29.2.16

ALEJANDRO FERNÁNDEZ, “LOCO”

21st August, 1999


In the summer of 1999, when Enrique, Jennifer, and Ricky were having their big pop crossover moments -- we've just heard "Bailando," "No Me Amas," and "Livin' La Vida Loca" -- their generational peer Fernández was playing a longer game, wearing an elegant charro outfit and a serious look on the cover of his seventh album Mi Verdad. He had already had his Hot Latin crossover moment thanks to the Estefans and their crowd, and was apparently uninterested in making a play for the larger gringo audience; Mi Verdad was an album of pura ranchera, if not as rowdy or working-class as his father used to make, then still reverent of tradition and aimed at the Mexican and Mexican-American audience that could be depended on to know the difference between a beachy flash-in-the-pan and a true artist.

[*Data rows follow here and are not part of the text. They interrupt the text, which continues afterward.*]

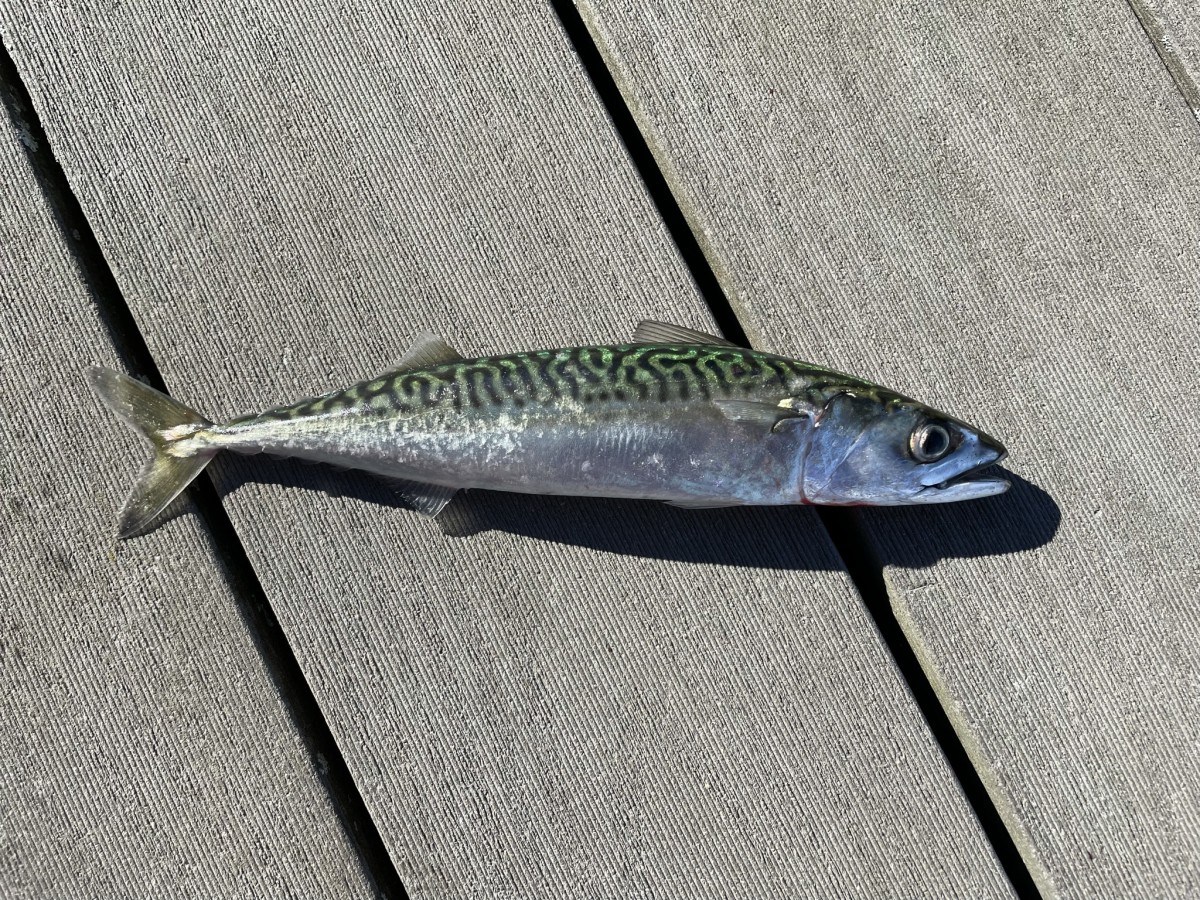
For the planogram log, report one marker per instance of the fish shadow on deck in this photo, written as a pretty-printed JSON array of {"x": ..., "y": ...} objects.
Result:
[{"x": 789, "y": 538}]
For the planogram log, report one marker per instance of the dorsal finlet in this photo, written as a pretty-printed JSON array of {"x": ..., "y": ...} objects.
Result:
[{"x": 652, "y": 331}]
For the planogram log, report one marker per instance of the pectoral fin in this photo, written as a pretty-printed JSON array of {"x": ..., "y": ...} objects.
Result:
[
  {"x": 765, "y": 415},
  {"x": 703, "y": 504}
]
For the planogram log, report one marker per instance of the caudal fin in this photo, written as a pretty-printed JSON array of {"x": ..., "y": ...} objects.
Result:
[{"x": 162, "y": 421}]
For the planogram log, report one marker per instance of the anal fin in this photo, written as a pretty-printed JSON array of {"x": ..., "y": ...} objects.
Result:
[{"x": 426, "y": 499}]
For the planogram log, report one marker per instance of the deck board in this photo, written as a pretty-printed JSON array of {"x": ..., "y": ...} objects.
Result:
[
  {"x": 997, "y": 210},
  {"x": 144, "y": 747},
  {"x": 577, "y": 699}
]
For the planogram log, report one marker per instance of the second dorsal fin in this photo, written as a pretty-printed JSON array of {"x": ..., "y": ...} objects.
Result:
[
  {"x": 652, "y": 331},
  {"x": 426, "y": 351}
]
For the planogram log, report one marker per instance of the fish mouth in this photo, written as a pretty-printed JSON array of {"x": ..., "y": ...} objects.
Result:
[{"x": 967, "y": 485}]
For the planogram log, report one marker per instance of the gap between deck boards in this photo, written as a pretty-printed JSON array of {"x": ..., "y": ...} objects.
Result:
[
  {"x": 843, "y": 526},
  {"x": 255, "y": 609}
]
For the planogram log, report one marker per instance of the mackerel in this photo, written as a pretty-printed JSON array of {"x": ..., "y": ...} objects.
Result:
[{"x": 676, "y": 415}]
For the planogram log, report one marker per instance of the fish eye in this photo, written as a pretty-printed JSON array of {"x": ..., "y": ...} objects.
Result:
[{"x": 929, "y": 442}]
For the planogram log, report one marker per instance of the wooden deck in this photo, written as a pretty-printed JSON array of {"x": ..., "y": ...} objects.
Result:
[{"x": 298, "y": 688}]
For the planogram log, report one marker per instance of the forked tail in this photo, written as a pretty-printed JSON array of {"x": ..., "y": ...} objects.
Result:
[{"x": 162, "y": 421}]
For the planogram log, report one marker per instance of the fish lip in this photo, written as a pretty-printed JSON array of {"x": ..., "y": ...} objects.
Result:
[{"x": 966, "y": 484}]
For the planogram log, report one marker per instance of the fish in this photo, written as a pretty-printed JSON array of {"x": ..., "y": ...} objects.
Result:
[{"x": 675, "y": 415}]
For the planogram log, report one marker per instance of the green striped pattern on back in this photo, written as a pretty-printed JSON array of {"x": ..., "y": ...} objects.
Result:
[{"x": 633, "y": 373}]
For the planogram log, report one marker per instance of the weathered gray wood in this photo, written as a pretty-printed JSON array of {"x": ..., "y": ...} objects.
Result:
[
  {"x": 995, "y": 209},
  {"x": 580, "y": 699},
  {"x": 143, "y": 747},
  {"x": 1174, "y": 29}
]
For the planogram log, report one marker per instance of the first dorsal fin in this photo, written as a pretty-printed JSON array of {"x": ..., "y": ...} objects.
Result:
[
  {"x": 652, "y": 331},
  {"x": 427, "y": 351}
]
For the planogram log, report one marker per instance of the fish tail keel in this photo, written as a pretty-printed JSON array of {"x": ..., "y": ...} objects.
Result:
[{"x": 171, "y": 427}]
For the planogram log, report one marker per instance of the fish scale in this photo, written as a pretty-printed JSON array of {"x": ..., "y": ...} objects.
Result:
[{"x": 676, "y": 415}]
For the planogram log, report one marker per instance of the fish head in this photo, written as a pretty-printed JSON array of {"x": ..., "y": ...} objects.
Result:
[{"x": 882, "y": 449}]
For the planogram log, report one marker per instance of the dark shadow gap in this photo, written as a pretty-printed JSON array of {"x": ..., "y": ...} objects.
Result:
[
  {"x": 1175, "y": 66},
  {"x": 252, "y": 604},
  {"x": 847, "y": 534}
]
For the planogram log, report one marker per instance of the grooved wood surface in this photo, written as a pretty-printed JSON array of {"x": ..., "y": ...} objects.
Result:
[
  {"x": 997, "y": 210},
  {"x": 144, "y": 749},
  {"x": 569, "y": 699}
]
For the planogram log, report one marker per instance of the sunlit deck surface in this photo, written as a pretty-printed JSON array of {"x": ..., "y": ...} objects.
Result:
[{"x": 295, "y": 687}]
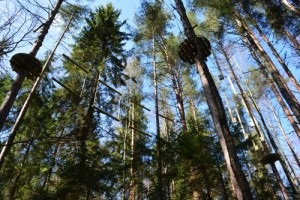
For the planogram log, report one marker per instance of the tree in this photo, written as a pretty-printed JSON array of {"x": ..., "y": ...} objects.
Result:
[{"x": 239, "y": 181}]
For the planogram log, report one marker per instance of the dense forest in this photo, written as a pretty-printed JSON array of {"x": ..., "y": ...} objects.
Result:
[{"x": 185, "y": 100}]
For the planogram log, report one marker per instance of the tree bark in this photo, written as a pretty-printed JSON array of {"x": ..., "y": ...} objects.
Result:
[
  {"x": 284, "y": 89},
  {"x": 16, "y": 86},
  {"x": 238, "y": 179},
  {"x": 159, "y": 186},
  {"x": 291, "y": 7},
  {"x": 276, "y": 54},
  {"x": 259, "y": 132}
]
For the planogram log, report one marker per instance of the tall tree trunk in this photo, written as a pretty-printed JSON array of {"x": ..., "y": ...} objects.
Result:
[
  {"x": 293, "y": 39},
  {"x": 13, "y": 133},
  {"x": 291, "y": 7},
  {"x": 177, "y": 87},
  {"x": 14, "y": 185},
  {"x": 296, "y": 158},
  {"x": 276, "y": 54},
  {"x": 237, "y": 177},
  {"x": 132, "y": 184},
  {"x": 159, "y": 186},
  {"x": 280, "y": 100},
  {"x": 260, "y": 132},
  {"x": 275, "y": 147},
  {"x": 284, "y": 89},
  {"x": 16, "y": 86}
]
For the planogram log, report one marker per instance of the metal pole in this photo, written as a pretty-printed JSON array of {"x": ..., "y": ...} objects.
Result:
[{"x": 22, "y": 113}]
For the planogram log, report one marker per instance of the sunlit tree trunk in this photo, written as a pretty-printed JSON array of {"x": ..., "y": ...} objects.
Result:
[
  {"x": 296, "y": 158},
  {"x": 159, "y": 186},
  {"x": 284, "y": 89},
  {"x": 16, "y": 86},
  {"x": 273, "y": 87},
  {"x": 256, "y": 125},
  {"x": 237, "y": 177},
  {"x": 291, "y": 7},
  {"x": 276, "y": 54}
]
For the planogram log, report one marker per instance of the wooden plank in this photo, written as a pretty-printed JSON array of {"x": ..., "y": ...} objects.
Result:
[
  {"x": 132, "y": 101},
  {"x": 165, "y": 117},
  {"x": 106, "y": 113},
  {"x": 110, "y": 87},
  {"x": 68, "y": 58},
  {"x": 71, "y": 91},
  {"x": 140, "y": 131}
]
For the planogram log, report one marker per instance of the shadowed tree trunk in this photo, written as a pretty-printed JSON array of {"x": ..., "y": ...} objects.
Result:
[
  {"x": 16, "y": 86},
  {"x": 259, "y": 132},
  {"x": 284, "y": 89},
  {"x": 238, "y": 179}
]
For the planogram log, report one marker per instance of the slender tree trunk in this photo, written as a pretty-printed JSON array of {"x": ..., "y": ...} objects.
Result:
[
  {"x": 276, "y": 54},
  {"x": 293, "y": 40},
  {"x": 14, "y": 186},
  {"x": 296, "y": 158},
  {"x": 284, "y": 89},
  {"x": 286, "y": 110},
  {"x": 275, "y": 147},
  {"x": 13, "y": 133},
  {"x": 159, "y": 187},
  {"x": 248, "y": 108},
  {"x": 16, "y": 86},
  {"x": 238, "y": 179},
  {"x": 132, "y": 184},
  {"x": 291, "y": 7},
  {"x": 175, "y": 78}
]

And that audience responded. "Loco" was #1 for a week, and while that's a much shorter lifespan than any of his previous #1s had enjoyed, "Loco" is the best song, the best production, and the best performance, he'd sent there yet. The unwavering rhythm set by the vihuela (miniature guitar) creates an obsessive, relentless atmosphere, layered over by picked guitar filigree, Fernández' intensely controlled and impassioned vocal, semi-ironic Bacharachian trumpet puffs, and one of the most glorious string charts it's been my pleasure to hear in this travelogue. When that string section saws in repetitive Psycho fragments at the end of the chorus, it's one of the great unions of production and lyric.

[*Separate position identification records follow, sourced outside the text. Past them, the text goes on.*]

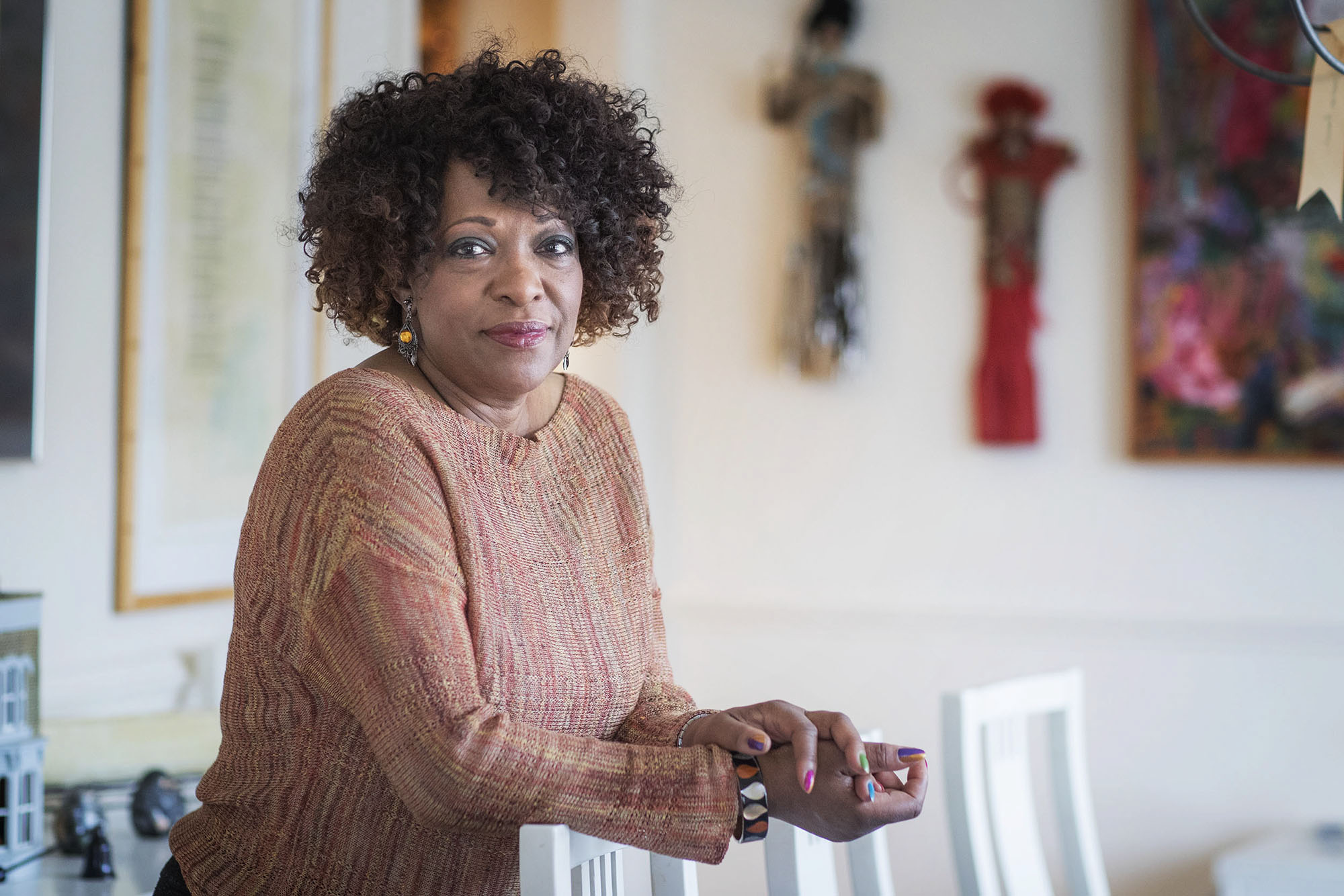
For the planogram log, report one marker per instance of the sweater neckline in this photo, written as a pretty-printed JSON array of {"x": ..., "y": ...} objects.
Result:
[{"x": 513, "y": 445}]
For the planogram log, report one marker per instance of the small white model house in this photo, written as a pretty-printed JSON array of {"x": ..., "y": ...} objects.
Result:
[{"x": 21, "y": 746}]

Because, of course, the song centers on Hitchcockian subject matter: psychotic breaks, sexual obsession, and sublimated violence. He talks to the birds; he's convinced she loves him on the slenderest of evidence, he sees her eyes shining at him over his sheet when he wakes up; he's waiting for her skirt to fall in the streets. It's entirely possible to read it as merely a particularly florid love song, since Fernández doesn't overplay his performance (at least not within the tradition of ranchera, which often goes far more florid than this on much meager grounds), but those alternately swooping and sawing strings give the game away: this ain't Patsy Cline.